Court Opinion

ID: 5672495
Source: CourtListenerOpinion
Date Created: 2022-01-12 14:16:46.446883+00
Date Added: 2024-06-11T08:39:39.572208
License: Public Domain

*285Order, Supreme Court, New York County (Leland DeGrasse, J.), entered on or about March 18, 2003, which, to the extent appealed from as limited by the briefs, denied the corporate defendants’ cross motion for summary judgment, unanimously affirmed, with costs.
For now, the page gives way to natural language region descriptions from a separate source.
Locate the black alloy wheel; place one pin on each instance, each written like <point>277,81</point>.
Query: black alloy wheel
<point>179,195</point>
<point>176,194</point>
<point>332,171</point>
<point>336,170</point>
Plaintiff brought this action for breach of a contract to purchase a building from the corporate defendants. It then sought to amend the complaint to assert a claim against the additional individual defendants for fraud in signing the contract purportedly on behalf of the corporation. The corporate defendants cross-moved for, inter alia, summary judgment on the ground that the contract of sale was never signed by necessary parties on behalf of the seller. Denial of summary judgment was based on the issue of whether the contract had in fact been signed by necessary parties, and whether the three individual defendants who did sign were committing fraud by misrepresenting their authority to do so, or whether they were simply following corporate procedure with respect to the sale. The affidavits of the principals of the corporate litigants present issues of credibility which cannot be resolved on a motion for summary disposition (Cochrane v Owens-Coming Fiberglas Corp., 219 AD2d 557, 559-560 [1995]). Concur—Tom, J.P., Andrias, Ellerin and Gonzalez, JJ.